HIVseq (http://hivdb6.stanford.edu/asi/deployed/HIV seq.html) was designed in 2000 to accept user-submitted protease and RT sequences, compare them with a consensus reference sequence, and to use the differences (mutations) as query parameters for interrogating the HIV RT and Protease Sequence Database [2,3]. The program output listed the frequency of each observed mutation in treated and untreated persons and provided links to previous reports of these mutations. By allowing users to examine new sequences in the context of those previously published, the program facilitates the identification of sequences with unusual mutations, which can be immediately rechecked for sequence quality (e.g., electrophoretic intensity of observed peaks and background noise in the questionable region of the sequence). In addition, unexpected associations between specific mutations and previous drug treatment could be identified. For each gene, program output included one table for subtype B viruses and another table containing pooled data for all non-subtype B viruses. Although each of the subtypes differs from other subtypes genetically by as much as they differ from subtype B, insufficient sequence data have been available to determine mutation frequencies for each subtype.
The authors have recently collaborated to compile a large number of non-B subtype sequences from persons with well-characterized antiretroviral treatment histories [4]. To assist laboratories performing HIV-1 sequencing, data from this collaboration and from other published studies have been used to extend HIVseq to include non-subtype B viruses. Here, the process used to create subtype-specific mutation frequency datasets and the usefulness of these data to laboratories submitting individual sequences or researchers examining the complete dataset are described.
Methods and results
Mutation frequency data
HIV-1 subtype
Similarity plotting and bootscanning [5] using a window size of 400 and a step size of 40 nucleotides were performed using the Los Alamos HIV Sequence Database reference sequences for each of the nine pure subtypes and CRF01_AE and CRF02_AG [6]. Isolates that contained a combination of more than one subtype were excluded from analysis, unless subtypes A and G were detected in a pattern consistent with CRF02_AG. Because CRF01_AE pol sequences do not contain recombinant breakpoints, subtype assignment was based on the fact that pol CRF01_AE and pure A sequences are divergent. This approach had an accuracy of 96% when applied to the genes for protease and RT of 137 well-characterized subtype A, CRF01_AE, and CRF02_AG isolates with known subtypes based on pol and gag and/or env, with most errors resulting from the misclassification of subtype A protease sequences as CRF01_AE (data not shown).
Antiretroviral treatment history
Sequences were classified according to the treatment history of the persons from whom the sequenced isolates were obtained. Protease sequences were classified as protease inhibitor (PI) naive or treated based upon whether or not the person from whom the sequence was obtained had ever received a PI [regardless of history of use of RT inhibitors (RTI)]. RT sequences were classified as untreated, treated with nucleoside RTI (NRTI) or treated with non-nucleoside RTI (NNRTI). Sequences were classified as NRTI treated only if they were obtained from persons who had received one or more NRTI but no NNRTI. Persons having more than one isolate with the same mutation were counted only once.
To reduce the influence of possible transmitted resistance and omissions in treatment history, sequences were excluded from the drug class-naive category if they came from individuals with primary HIV-1 infection in regions of the world where antiretroviral therapy was in widespread use or if the sequences came from untreated persons containing two or more established non-polymorphic drug-resistance mutations.
Sequence quality control
Only sequences determined by dideoxyterminator sequencing were included.
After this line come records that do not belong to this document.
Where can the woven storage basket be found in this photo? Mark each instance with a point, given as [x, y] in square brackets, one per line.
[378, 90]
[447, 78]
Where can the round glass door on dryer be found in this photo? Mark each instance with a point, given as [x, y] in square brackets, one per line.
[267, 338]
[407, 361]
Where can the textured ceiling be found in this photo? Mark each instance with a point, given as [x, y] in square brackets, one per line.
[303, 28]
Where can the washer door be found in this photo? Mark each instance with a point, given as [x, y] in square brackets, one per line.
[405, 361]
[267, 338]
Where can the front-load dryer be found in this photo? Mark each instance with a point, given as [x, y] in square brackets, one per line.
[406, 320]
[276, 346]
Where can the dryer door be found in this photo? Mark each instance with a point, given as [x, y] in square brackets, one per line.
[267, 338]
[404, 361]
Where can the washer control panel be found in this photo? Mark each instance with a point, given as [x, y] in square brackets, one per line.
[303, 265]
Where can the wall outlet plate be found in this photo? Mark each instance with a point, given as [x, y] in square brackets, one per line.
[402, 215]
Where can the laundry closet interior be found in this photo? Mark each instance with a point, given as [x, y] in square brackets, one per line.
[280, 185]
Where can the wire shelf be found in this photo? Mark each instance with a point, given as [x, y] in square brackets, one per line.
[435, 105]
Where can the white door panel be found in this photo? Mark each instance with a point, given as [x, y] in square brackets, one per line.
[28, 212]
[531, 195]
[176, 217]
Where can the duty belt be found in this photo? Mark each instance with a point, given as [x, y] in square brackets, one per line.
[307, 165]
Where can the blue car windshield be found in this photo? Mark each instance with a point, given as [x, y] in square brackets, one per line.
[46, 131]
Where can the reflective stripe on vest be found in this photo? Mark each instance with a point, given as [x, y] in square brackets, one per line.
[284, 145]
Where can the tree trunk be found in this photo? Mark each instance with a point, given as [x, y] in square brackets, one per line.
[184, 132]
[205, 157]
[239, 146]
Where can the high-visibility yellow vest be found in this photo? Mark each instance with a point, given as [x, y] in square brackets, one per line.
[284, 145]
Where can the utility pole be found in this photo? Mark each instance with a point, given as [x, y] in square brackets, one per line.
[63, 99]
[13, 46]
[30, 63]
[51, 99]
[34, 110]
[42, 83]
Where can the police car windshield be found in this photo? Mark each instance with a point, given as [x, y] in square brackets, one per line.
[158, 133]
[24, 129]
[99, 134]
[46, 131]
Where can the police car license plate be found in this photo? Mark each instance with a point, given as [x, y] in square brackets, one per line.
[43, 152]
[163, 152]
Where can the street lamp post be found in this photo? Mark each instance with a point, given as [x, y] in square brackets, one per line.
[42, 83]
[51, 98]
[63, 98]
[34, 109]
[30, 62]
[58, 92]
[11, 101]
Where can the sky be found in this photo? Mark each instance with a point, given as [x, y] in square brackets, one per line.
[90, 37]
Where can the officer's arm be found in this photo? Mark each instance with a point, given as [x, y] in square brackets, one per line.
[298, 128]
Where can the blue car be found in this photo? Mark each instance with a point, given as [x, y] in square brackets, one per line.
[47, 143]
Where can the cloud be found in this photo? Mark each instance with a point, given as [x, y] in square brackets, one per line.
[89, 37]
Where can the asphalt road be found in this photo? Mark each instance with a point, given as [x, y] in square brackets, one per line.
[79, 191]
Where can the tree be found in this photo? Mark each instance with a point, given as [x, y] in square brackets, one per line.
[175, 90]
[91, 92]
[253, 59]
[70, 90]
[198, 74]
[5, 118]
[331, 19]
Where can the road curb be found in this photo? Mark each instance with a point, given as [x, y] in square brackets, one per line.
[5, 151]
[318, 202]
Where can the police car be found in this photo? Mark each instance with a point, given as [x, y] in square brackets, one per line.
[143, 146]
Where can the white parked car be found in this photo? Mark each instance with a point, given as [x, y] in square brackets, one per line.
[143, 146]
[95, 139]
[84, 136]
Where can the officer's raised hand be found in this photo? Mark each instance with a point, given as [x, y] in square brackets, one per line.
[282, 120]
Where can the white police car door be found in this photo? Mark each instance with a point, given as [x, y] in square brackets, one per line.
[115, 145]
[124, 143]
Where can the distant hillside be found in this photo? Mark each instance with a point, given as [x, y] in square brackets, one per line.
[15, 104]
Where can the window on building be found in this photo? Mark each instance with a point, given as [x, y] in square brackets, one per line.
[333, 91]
The consensus amino acid sequence was used to represent isolates when multiple clones were sequenced. To reduce the impact of sequencing errors, a sequence quality score was assigned to all sequences in the database. This score equaled the total number of stop codons, highly ambiguous nucleotides (B, D, H, V, N), and highly unusual mutations (defined as mutations occurring at a frequency of less than 0.05% in pooled treated and untreated group M sequences). Positions containing mixtures in which one of the components of the mixture was a stop codon or a highly unusual residue (e.g. a mutation at a highly conserved site such as the active site of an enzyme) contributed to the sequence quality score. Protease sequences with a sequence quality score of four or higher and RT sequences (positions 1–240) with a sequence quality score of six or higher were excluded from the dataset.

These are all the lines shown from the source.